El abandono del plano natural a sí mismo, que se produce incluso cuando se habla de él en su propio nivel, se denomina naturalismo. Supone que las injusticias y dificultades de la vida social pueden encontrar capacidad y posibilidades de resolución en sí mismas, sin ningún apoyo y ayuda divinos. Es un hecho conocido que Francisco dirige sus discursos de motivación social sin referencia a Cristo. Pero es difícil, y tal vez imposible, acostumbrarse a ello.

La marginación de Cristo en este discurso va de la mano del fuerte empuje globalista. En este momento, muchos centros de poder están en acción para una transformación sistémica de la organización de la vida en el planeta. Mientras en muchos pasajes de su discurso, Francisco expresa su preocupación por cómo estos actores globales amenazan la paz, producen pobreza y construyen sumisión, en muchos otros y en el tono general del discurso, presiona favorablemente por la demolición de todas las diferencias, por una sociedad global post-identitaria, mestiza, multicultural y multireligiosa.

No expresa ninguna valoración crítica de la homologación de los caracteres nacionales y culturales en el nuevo crisol global y abraza las causas tan queridas por los partidarios del Great Reset, como la llamada emergencia climática y una gestión completamente abierta de la migración.

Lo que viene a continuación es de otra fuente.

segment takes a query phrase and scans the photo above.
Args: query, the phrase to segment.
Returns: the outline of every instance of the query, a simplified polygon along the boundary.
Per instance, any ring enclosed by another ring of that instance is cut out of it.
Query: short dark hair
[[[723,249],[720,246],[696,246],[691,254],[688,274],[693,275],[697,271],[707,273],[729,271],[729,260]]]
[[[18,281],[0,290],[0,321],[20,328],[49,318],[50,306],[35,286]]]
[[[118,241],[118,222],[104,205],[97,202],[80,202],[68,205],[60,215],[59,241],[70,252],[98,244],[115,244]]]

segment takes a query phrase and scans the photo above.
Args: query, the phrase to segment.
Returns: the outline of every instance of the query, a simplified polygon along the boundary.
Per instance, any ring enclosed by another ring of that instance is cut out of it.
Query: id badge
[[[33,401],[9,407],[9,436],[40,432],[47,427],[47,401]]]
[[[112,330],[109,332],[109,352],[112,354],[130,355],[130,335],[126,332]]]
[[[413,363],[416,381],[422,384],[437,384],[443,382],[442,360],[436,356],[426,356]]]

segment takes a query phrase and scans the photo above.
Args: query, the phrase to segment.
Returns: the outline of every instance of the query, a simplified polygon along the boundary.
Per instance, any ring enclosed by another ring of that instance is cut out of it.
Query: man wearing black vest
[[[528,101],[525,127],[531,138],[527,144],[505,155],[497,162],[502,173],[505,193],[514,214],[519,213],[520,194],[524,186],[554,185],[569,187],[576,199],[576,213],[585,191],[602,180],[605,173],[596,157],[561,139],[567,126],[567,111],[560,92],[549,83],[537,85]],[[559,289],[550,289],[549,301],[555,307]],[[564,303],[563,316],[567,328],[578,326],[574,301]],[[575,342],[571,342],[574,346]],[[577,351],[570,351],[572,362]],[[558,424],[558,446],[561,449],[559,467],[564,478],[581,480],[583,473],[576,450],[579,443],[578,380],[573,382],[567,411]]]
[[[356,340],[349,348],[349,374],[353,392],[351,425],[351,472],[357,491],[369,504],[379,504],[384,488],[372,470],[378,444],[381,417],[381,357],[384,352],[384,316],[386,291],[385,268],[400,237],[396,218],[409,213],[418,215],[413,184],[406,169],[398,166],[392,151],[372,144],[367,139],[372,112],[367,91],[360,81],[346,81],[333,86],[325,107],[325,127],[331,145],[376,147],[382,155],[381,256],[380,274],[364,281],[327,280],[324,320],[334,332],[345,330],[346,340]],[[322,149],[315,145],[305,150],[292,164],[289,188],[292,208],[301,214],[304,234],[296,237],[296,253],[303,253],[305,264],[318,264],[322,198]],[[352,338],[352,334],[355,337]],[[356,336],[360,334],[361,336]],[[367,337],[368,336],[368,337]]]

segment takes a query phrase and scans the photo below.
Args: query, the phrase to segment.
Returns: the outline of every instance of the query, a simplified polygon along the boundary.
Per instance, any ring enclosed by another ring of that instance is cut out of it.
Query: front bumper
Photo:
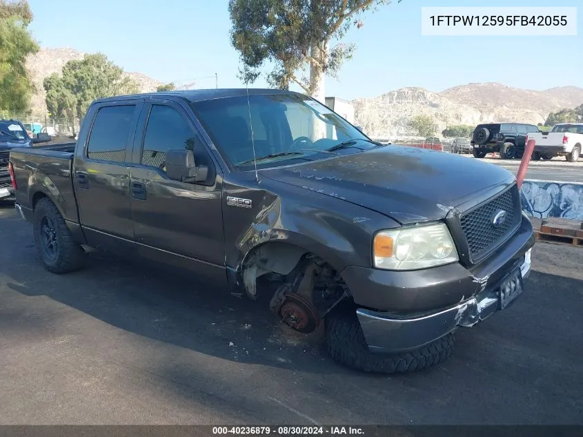
[[[418,349],[485,320],[498,310],[501,284],[518,268],[523,279],[528,276],[534,243],[532,225],[523,215],[513,238],[471,271],[455,263],[411,272],[365,269],[370,273],[365,278],[355,275],[362,273],[359,268],[346,269],[343,277],[360,307],[357,315],[369,349]],[[353,289],[357,278],[361,284]]]

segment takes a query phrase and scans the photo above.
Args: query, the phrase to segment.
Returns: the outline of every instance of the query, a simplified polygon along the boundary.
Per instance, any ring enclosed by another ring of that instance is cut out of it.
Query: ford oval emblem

En otras palabras, abraza en gran medida precisamente esa ideología globalista para la que Cristo debe ser, en el mejor de los casos, «uno de tantos». Es muy difícil, leyendo este discurso de Francisco, distinguir las posiciones de la Iglesia católica de las del FEM de Davos o de las Open Society Foundations.

Lisboa y Portugal no son ensalzados por haber traído el cristianismo al mundo, sino por ser una sociedad «multiétnica y multicultural», por respirar el aire del océano, «que recuerda la importancia del conjunto, de pensar las fronteras como zonas de contacto, no como límites que separan». Lisboa es recordada por haber acogido los trabajos de revisión del Tratado Constitutivo de la Unión Europea, identificado con Europa, de modo que Bruselas tendría ahora el papel de llevar adelante la tarea de Europa, que no debe entenderse, por supuesto, como el renacimiento de la Magna Europa cristiana, sino como «iniciar procesos de diálogo y de inclusión, desarrollando una diplomacia de paz que resuelva los conflictos y disminuya las tensiones».

La Europa (¿o Unión Europea?) de Francisco ya no es la Europa cristiana, sino la Europa que redescubre «su alma joven», sueña con «la grandeza del conjunto», va más allá de «las necesidades de lo inmediato», incluye a «pueblos y personas», no recurre a «teorías y colonizaciones ideológicas». 

Todo aquello para lo que Cristo sirve de poco. Francisco desea que los jóvenes cultiven «deseos de unidad, paz y fraternidad» para «realizar sus sueños», para «construir juntos», para «crear cosas nuevas», para «hacerse a la mar y navegar juntos hacia el futuro». Indicaciones vacías de contenido, que los jóvenes de Lisboa podrían aplicar, sin captar las diferencias, a las propuestas del neoglobalismo posthumano e irreligioso.